An initial exposure to lipopolysaccharide (LPS, also known as endotoxin), which activates macrophages via Toll-like receptor 4 (TLR4), induces a transient state of hypo-responsiveness to a subsequent challenge with LPS. The mechanism underlying this phenomenon, termed endotoxin tolerance, remains poorly understood although the activation/upregulation of a number of negative regulators has been implicated. Related to this, we recently demonstrated that the SH2-containing inositol-5′-phosphatase, SHIP, which is a key negative regulator of the PI3K pathway in hematopoietic cells, is essential for endotoxin tolerance. Specifically, we found that SHIP−/− bone marrow derived macrophages (BMmΦs) do not display endotoxin tolerance. Moreover, an initial LPS treatment of wild-type BMmΦs increases the level of SHIP protein 10 fold and this increase is critical for the hypo-responsiveness to a subsequent LPS stimulation. Interestingly, this increase in SHIP protein is mediated by the LPS-induced production of autocrine-acting TGFβ and neutralizing antibodies to TGFβ, as well as antisense oligonucleotides to SHIP, block LPS-induced endotoxin tolerance.
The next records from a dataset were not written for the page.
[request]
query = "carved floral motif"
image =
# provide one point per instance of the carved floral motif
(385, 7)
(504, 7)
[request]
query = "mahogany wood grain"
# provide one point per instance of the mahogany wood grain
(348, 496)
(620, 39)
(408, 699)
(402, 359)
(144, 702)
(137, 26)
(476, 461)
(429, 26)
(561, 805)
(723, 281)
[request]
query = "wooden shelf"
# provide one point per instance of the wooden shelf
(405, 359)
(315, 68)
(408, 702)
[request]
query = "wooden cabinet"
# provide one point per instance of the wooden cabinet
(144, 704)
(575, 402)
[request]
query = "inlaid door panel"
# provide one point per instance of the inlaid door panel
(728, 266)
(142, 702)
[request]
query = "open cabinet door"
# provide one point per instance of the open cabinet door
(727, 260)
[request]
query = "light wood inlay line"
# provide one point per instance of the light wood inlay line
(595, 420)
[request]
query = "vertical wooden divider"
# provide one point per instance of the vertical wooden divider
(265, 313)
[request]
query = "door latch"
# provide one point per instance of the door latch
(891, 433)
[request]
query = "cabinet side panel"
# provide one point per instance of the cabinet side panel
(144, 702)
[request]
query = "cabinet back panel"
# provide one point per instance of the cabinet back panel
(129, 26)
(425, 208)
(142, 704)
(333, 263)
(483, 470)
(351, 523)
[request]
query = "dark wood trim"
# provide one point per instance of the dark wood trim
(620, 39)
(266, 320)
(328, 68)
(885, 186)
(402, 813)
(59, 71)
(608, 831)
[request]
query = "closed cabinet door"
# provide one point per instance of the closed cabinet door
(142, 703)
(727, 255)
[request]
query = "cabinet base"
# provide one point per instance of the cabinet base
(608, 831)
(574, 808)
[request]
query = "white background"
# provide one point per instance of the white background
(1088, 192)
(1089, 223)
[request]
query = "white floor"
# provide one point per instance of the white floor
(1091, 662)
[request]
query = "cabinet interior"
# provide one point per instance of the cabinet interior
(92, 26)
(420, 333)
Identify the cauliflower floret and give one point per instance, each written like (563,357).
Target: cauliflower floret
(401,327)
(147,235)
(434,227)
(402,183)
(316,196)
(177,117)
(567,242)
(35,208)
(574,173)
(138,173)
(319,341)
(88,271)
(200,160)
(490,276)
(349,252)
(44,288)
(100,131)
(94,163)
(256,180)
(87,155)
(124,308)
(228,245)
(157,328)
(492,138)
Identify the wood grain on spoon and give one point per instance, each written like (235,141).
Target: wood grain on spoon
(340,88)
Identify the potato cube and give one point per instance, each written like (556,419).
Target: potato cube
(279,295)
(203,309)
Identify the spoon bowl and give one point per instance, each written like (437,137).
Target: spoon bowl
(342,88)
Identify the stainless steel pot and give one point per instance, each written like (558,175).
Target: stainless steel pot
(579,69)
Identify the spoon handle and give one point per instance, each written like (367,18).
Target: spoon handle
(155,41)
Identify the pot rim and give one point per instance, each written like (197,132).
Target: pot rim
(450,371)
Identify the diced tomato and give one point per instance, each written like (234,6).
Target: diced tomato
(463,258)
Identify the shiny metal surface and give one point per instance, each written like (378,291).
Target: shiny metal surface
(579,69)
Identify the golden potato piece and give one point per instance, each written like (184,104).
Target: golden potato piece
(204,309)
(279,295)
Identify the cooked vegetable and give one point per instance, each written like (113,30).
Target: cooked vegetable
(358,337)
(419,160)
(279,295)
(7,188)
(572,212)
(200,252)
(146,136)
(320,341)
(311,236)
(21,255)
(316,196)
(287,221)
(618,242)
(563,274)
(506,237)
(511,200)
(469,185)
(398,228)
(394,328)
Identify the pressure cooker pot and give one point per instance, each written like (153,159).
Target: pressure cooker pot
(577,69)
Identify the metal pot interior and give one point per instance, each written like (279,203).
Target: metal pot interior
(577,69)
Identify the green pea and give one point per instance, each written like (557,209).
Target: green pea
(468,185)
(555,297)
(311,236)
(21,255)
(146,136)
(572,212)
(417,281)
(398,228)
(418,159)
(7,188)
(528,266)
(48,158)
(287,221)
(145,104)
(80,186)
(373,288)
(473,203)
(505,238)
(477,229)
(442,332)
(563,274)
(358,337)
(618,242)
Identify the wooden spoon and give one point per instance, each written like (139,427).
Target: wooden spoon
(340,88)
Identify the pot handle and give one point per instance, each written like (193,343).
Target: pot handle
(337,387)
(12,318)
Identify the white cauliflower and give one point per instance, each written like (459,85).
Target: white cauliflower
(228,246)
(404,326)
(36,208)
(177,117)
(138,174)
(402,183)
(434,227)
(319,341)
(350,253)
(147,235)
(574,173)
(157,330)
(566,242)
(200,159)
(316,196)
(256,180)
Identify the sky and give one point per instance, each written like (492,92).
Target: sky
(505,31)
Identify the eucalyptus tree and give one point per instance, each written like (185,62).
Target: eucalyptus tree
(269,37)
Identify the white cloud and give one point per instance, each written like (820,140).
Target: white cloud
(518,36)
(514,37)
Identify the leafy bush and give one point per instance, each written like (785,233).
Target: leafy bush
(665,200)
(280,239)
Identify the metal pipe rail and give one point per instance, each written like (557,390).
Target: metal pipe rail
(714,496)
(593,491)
In vivo studies with SHIP+/+ and −/− mice confirm these in vitro findings and show a correlation between the duration of endotoxin tolerance and elevated SHIP levels (Sly et al., Immunity, in Press). We have now followed up on these studies by exploring the role of SHIP in the stimulation of other Toll-like receptors. Specifically, we asked whether SHIP plays a role in repressing CpG-induced pro-inflammatory cytokine production, which is mediated via the activation of TLR9. Our results, using SHIP+/+ and −/− BMmΦs, suggest that SHIP negatively regulates this TLR as well and is required for CpG-induced tolerance. Moreover, we found that CpG treated SHIP−/− BMmΦs show higher pro-inflammatory cytokine production compared to their SHIP+/+ counterparts when challenged with LPS. This indicates that SHIP plays a critical role in dampening down inflammatory responses in the innate immune system.